Asturias no es España (ni lo demás tierra conquistada). La nación asturiana vive entre dos aguas, la atlántica (o cantábrica) a la que pertenece de forma natural, y la mediterránea, a la que pertenece de forma coercitiva por la inmersión de nuestro país en la monarquía castellana, en la media, y en el estado español, en la moderna. Nos administran desde Madrid, y con ello nos imponen unas estructuras de dominación que no son las nuestras. La economía cuasi-esclavista del Sur y del Mediterráneo no es la nuestra, y los intereses productivos y comerciales del país asturiano son incluso contradictorios con los que priman en España. El desarrollo económico asturiano podrá no ser boyante, como el de Madrid, y otras regiones levantinas y sureñas, pero al menos no se basa (salvo en pequeñas cuotas, lamentables) en la explotación de emigrantes extranjeros. El esclavismo no fue nunca con el carácter nuestra gente. El medio y el talante astures siempre fueron en contra de esa tendencia del explotador de estilo mediterráneo.

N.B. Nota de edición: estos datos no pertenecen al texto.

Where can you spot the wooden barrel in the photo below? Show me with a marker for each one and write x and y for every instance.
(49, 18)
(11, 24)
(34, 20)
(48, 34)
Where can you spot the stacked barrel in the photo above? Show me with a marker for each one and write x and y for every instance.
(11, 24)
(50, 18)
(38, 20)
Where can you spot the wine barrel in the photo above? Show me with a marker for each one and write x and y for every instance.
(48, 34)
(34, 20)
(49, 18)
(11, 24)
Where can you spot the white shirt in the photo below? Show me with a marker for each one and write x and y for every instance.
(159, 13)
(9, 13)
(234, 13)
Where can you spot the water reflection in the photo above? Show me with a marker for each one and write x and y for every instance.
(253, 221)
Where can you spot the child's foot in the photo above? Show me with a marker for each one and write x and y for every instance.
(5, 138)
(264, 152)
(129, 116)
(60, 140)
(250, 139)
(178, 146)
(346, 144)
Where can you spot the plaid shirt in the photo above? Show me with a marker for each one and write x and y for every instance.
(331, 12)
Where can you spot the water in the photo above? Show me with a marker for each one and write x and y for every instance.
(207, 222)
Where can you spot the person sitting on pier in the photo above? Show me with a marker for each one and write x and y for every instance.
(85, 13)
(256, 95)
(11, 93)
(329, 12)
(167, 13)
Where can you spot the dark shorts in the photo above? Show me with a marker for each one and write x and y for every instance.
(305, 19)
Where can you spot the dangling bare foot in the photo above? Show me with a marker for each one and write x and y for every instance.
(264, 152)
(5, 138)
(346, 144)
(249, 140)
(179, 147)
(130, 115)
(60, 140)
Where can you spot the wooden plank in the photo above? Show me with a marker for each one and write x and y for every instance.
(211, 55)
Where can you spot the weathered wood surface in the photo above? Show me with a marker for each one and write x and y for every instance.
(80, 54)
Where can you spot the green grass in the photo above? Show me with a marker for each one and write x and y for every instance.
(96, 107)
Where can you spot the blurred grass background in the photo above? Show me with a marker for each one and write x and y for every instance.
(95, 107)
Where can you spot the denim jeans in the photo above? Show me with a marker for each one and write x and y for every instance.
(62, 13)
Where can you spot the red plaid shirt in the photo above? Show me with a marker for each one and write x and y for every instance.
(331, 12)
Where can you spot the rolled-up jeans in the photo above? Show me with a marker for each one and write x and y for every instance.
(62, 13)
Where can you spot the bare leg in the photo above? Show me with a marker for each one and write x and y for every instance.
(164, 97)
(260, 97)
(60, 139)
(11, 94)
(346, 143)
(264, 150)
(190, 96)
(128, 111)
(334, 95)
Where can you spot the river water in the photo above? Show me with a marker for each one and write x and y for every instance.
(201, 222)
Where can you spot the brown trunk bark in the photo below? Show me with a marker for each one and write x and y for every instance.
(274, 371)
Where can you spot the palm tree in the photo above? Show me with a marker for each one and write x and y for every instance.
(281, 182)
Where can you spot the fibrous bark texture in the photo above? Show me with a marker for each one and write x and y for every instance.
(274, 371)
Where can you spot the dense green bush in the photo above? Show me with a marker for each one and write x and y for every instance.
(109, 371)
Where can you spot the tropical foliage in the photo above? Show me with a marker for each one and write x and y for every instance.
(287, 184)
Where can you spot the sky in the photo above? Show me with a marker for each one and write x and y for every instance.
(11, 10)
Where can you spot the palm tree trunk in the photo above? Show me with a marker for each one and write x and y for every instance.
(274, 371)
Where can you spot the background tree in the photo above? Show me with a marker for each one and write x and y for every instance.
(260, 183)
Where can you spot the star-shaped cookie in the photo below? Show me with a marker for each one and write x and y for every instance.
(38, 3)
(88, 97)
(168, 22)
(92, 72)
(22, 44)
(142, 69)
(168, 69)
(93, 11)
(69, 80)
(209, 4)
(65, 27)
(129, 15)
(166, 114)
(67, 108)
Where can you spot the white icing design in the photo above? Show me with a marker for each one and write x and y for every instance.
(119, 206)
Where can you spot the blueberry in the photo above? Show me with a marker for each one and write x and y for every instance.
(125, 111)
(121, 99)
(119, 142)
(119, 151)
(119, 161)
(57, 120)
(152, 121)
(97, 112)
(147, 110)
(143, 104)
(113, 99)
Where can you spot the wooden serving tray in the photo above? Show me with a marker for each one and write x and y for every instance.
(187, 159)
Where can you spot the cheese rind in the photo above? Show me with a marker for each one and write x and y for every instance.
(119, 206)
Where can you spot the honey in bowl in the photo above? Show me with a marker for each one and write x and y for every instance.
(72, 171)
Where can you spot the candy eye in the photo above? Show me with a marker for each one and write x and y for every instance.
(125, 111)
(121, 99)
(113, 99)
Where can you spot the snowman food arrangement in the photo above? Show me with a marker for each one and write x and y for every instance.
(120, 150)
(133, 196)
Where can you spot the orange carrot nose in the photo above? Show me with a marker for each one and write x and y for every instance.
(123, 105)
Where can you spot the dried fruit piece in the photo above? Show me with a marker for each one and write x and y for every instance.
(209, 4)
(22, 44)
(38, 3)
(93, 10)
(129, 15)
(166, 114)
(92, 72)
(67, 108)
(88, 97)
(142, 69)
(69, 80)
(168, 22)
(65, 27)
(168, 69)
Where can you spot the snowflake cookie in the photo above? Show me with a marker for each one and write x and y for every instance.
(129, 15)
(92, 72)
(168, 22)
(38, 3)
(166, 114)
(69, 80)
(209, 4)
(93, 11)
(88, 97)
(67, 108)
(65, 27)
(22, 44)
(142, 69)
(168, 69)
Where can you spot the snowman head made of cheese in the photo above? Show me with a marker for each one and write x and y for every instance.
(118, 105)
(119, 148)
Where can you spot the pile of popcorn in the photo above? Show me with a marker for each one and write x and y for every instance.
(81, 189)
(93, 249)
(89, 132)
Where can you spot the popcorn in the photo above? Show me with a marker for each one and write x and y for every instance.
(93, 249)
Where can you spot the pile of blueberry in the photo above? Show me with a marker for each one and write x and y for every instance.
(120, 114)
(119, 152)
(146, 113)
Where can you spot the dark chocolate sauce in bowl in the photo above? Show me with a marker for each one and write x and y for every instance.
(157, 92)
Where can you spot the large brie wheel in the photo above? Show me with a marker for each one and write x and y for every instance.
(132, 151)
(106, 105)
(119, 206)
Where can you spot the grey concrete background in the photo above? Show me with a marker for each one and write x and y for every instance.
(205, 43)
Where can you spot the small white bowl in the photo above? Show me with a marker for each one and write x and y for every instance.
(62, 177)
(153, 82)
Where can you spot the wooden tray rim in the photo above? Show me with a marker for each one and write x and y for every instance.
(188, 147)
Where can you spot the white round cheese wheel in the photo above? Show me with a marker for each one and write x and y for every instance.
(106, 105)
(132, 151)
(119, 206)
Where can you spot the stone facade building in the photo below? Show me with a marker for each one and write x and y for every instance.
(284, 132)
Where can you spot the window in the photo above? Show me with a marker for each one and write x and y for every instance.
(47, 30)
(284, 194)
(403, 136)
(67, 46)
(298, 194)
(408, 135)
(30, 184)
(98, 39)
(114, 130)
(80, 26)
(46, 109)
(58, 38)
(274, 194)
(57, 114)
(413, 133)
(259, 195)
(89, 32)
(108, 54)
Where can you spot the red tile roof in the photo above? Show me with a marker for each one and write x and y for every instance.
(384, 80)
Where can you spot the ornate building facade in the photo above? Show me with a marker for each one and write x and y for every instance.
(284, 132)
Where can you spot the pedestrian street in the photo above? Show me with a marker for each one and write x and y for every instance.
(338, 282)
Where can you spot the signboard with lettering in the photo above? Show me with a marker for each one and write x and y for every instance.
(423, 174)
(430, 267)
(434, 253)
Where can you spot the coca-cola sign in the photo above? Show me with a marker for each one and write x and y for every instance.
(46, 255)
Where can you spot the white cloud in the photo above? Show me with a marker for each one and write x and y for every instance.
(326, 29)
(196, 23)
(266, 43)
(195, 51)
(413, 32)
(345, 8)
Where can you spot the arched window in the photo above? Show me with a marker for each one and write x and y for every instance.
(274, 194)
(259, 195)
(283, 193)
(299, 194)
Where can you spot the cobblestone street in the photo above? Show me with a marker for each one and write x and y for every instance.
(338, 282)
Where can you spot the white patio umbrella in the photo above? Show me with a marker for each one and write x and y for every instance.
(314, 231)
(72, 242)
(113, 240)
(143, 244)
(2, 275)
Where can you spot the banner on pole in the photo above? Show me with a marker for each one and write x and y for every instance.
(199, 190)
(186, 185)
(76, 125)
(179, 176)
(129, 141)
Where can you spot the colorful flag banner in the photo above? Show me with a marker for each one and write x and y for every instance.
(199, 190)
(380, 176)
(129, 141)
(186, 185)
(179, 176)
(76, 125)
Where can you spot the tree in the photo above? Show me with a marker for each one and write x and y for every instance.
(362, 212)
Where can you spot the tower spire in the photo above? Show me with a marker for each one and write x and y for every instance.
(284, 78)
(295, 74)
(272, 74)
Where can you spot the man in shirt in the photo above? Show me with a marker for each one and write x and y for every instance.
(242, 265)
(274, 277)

Madrid es la «esencia» del estado español. Esto es, una ciudad artificial, creada para un estado artificial. No fue tanto una capital castellana como una concentración de poderes para mantener asimétricamente vinculadas a su «atracción» las regiones en el nuevo contexto de un estado absoluto, defectuosamente fortalecido desde los Reyes Católicos. Es la capital de una corte que ha ido atrayendo a los servidores de esa corte (hoy incluimos a la vasta clase política) pero así mismo a todo un lumpen que huyó de la miseria y de la tiranía locales, para hallarla en nuevas formas: lazarillos y picaruelos, seres todos reptantes. Muchos (mal) viven del cuento. La abundancia relativa de sectores parasitarios (tanto entre los pudientes como de los llamados «muertos de hambre») ha dado pábulo a la imagen opresora de la capital, como atractor o agujero negro que dificultaba el desarrollo natural y armónico de las regiones.
Es verdad que los líderes burgueses del nacionalismo catalán y vasco sienten y demuestran de vez en cuando su racismo al tocar este resorte de imágenes y estereotipos, que guarda relación parcial con la verdad de Madrid y la Castilla devastada por la capital. Pero en la Corte hay un odio correspondiente, centralista, que es el de la ignorancia. No dar aprecio, a quien se lo merece, parece peor que el odio sin más en cuanto al agravio ocasionado y a sus consecuencias. Y en esas espirales de odio hay que comprender la polémica del nacionalismo.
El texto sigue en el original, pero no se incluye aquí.